In the past decade, Kenya’s health indicators have improved significantly following reversals associated with the negative impact of the economic challenges and subsequent health sector reforms in the 1980s and ’90s structural adjustment programmes and the concurrent HIV epidemic.
Overall life expectancy increased from 53 years in 2003 to 67.5 in 2018, mainly attributable to improvement in management of critical infectious diseases such as malaria, tuberculosis, HIV and maternal, newborn and child health services.
With over a million Kenyans receiving high-quality antiretroviral therapy (ART), the success in HIV prevention and treatment has seen a total reversal of the catastrophic impact of the disease on families and communities experienced in the mid- to late 2000s.
The universal health coverage (UHC) agenda is under Goal 3 of the Sustainable Development Goals — ensuring healthy lives and promoting well-being for all. Target 3.8.1 emphasises access to quality health services without risking financial hardship.
The breathtaking scale of ambition to provide high-quality preventive, promotive, curative and rehabilitative health services to all is, perhaps, only comparable to the successful concerted global efforts in addressing the daunting challenge posed by the HIV pandemic.
It is only natural that that informs national and county government policies and processes to bring UHC to scale.
Critical to the success and sustainability of UHC is a functional and responsive health system — defined broadly as the people, institutions and resources required to improve, maintain or restore the health of a population.

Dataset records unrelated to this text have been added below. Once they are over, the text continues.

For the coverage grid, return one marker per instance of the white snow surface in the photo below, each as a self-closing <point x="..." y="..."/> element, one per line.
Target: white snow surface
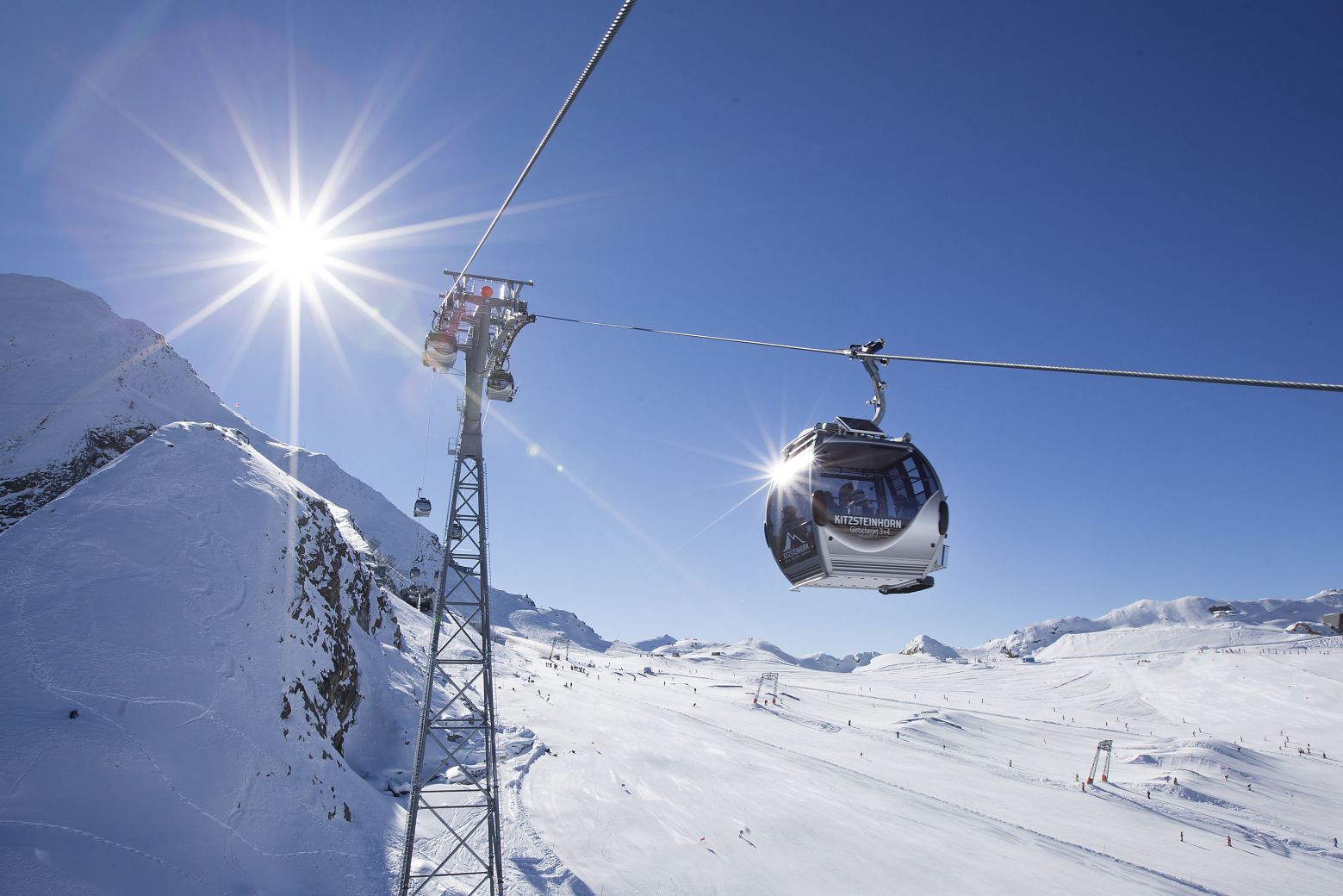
<point x="199" y="673"/>
<point x="1141" y="625"/>
<point x="939" y="777"/>
<point x="923" y="645"/>
<point x="69" y="365"/>
<point x="245" y="698"/>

An increasingly resilient and sustainable health system that is largely independent of external funding, prioritises local population health needs, is co-ordinated and aligned with national priorities, and can maintain and build on current successes while evolving to accommodate growing expectations and health needs of the Kenyan population, is necessary.
Globally funded local health programmes have largely succeeded despite significant and persistent challenges.
But they spent significant resources on strengthening components of the health system, leading to parallel disease-specific silos to bypass real or perceived bottlenecks.
This continues, with, for instance, significant resources spent on hiring thousands of frontline HIV service providers and in providing HIV-specific laboratory services in Kenya.
National and county health governance structures should coordinate and harmonise these processes.
Secondly, standardisation of service delivery systems has been critical for successful population coverage of HIV services.
Prioritising evidence-based interventions has been crucial in achieving population coverage of cost-effective and impactful HIV services.
Evidence-based, disease-specific guidelines and policies are important, as such clarity will help to improve trust, minimise differences in quality of disease management and increasing capacity to provide quality services across both private and public spheres.
Thirdly, setting goals and monitoring progress was important in defining measures of success and providing milestones that spurred early HIV control efforts.
The World Health Organisation’s “3 by 5” initiative in 2003 aimed at starting three million people in low- and middle-income countries on life-prolonging ART by 2005, an ambitious target with virtually no systems to deliver chronic care services necessary for long-term treatment.
In Kenya’s UHC journey, setting targets and measures of progress will ensure effective prioritisation of interventions, resource mobilisation, demand creation and management of expectations.
Finally, one of the great lessons of the scale-up of HIV services has been the role of patient populations in advocacy and ensuring accountability.
Community engagement in UHC is desirable, particularly because of the weaknesses of the health system.
Active and systematic engagement of the population will drive demand for improvements of the system and increased uptake of services.
The UHC is both a process and an end in itself, with many steps on the way which could be transformative for population health and developmental impact.
The 2019 Maisha HIV/Aids Conference, to be held Thursday and Friday at the Kenya School of Monetary Studies, Nairobi, with the theme “Leveraging the HIV response to accelerate impact for UHC”, will allow us to take stock of lessons learnt in our being part of what has been one of the most remarkably successful public health interventions in history.
Prof Ojoo is a former Kenya country director for the Centre for International Health, Education and Biosecurity (CIHEB) at the University of Maryland, Baltimore, USA. Dr Mochache is a programme director at CIHEB Kenya.